2) If ARG3 (axis direction) isn't present and there's only 1 shared axis, then just use that shared axis. If there's no shared axis or more than one, then raise an error.

3) If ARG3 has more than 1 axis, then do a grand inner product of ARG1 & ARG2 along all of ARG3's axes at once. All axes of ARG3 must be present in both ARG1 & ARG2 (otherwise raise an error). So dot(XYZT,XYZT,XY) would have shape ZT.

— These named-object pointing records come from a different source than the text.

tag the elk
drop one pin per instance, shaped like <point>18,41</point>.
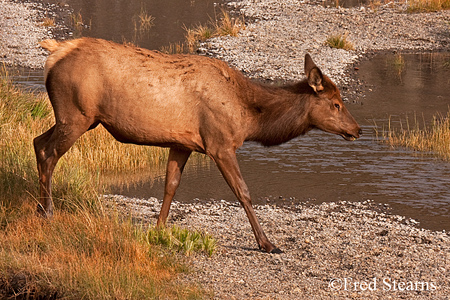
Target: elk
<point>184,102</point>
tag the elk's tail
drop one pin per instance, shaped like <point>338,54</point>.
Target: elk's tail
<point>50,45</point>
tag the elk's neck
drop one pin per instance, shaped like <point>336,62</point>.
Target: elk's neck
<point>280,113</point>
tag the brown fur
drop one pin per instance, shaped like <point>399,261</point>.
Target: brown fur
<point>188,103</point>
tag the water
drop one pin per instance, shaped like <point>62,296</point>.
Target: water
<point>317,167</point>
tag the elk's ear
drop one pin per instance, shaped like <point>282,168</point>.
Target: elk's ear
<point>314,74</point>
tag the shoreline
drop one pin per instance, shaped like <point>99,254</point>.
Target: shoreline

With those changes, here are what some use cases would look like:

1) Scalar dot product:

yes? let a = {1,2,3,4}
yes? let b = {-1,6,1,0}

yes? say `dot(a,b)`
14

2) Matrix multiplication:

yes? let a = reshape({1,2,3, -1,0,2}, x[gx=1:3:1]+y[gy=1:2:1])
yes? let b = reshape({4,-2,0,5, 1,3,2,-2, 3,1,0,-1}, x[gx=1:3:1]+z[gz=1:4:1])
yes? list a
             VARIABLE : RESHAPE({1,2,3, -1,0,2}, X[GX=1:3:1]+Y[GY=1:2:1])
             SUBSET   : 3 by 2 points (X-Y)
             1      2      3
             1      2      3
 1   / 1:  1.000  2.000  3.000
 2   / 2: -1.000  0.000  2.000
yes? list b
             VARIABLE : RESHAPE({4,-2,0,5, 1,3,2,-2, 3,1,0,-1}, X[GX=1:3:1]+Z[GZ=1:4:1])
             SUBSET   : 3 by 4 points (X-Z)
             1      2      3
             1      2      3
 1   / 1:  4.000 -2.000  0.000
 2   / 2:  5.000  1.000  3.000
 3   / 3:  2.000 -2.000  3.000
 4   / 4:  1.000  0.000 -1.000
yes? list dot(a,b)
             VARIABLE : DOT(A,B)
             SUBSET   : 2 by 4 points (Y-Z)
             1      2
             1      2
 1   / 1:   0.00  -4.00
 2   / 2:  16.00   1.00
 3   / 3:   7.00   4.00
 4   / 4:  -2.00  -3.00

3) Signal synthesis:

yes? let twopi = 2*3.14159265
yes? let tseries = sin(twopi*t[gt=0:5:.05]/esequence({1,2,4}))
yes? let patterns = sin(twopi*x[gx=0:4:.05]/esequence({3,.5,1}))
yes? shade dot(tseries, patterns)
yes? shade dot(tseries[m=1], patterns[m=1])
yes? shade dot(tseries[m=1:2], patterns[m=1:2])

4) Harmonic analysis:

yes? let twopi = 2*3.14159265
yes? let tval = t[gt=0:`16-.1`:.1]
yes? let tseries = sin(twopi*tval) + 2*cos(twopi*tval/2) + 3*sin(twopi*tval/4)
yes? let period = fsequence({1,2,4,8})
yes? let elements = fcat(sin(twopi*tval/period), cos(twopi*tval/period))
yes? let amplitudes = 2*dot(tseries,elements)/tseries[t=@ngd]
yes? list amplitudes
             VARIABLE : 2*INNERPRODUCT(TSERIES,ELEMENTS,4)/TSERIES[T=@NGD]
             SUBSET   : 8 points (F)
 1   / 1:  1.000
 2   / 2:  0.000
 3   / 3:  3.000
 4   / 4:  0.000
 5   / 5: -0.000
 6   / 6:  2.000
 7   / 7: -0.000
 8   / 8: -0.000

Related to these would be projecting signals onto EOFs or singular vectors.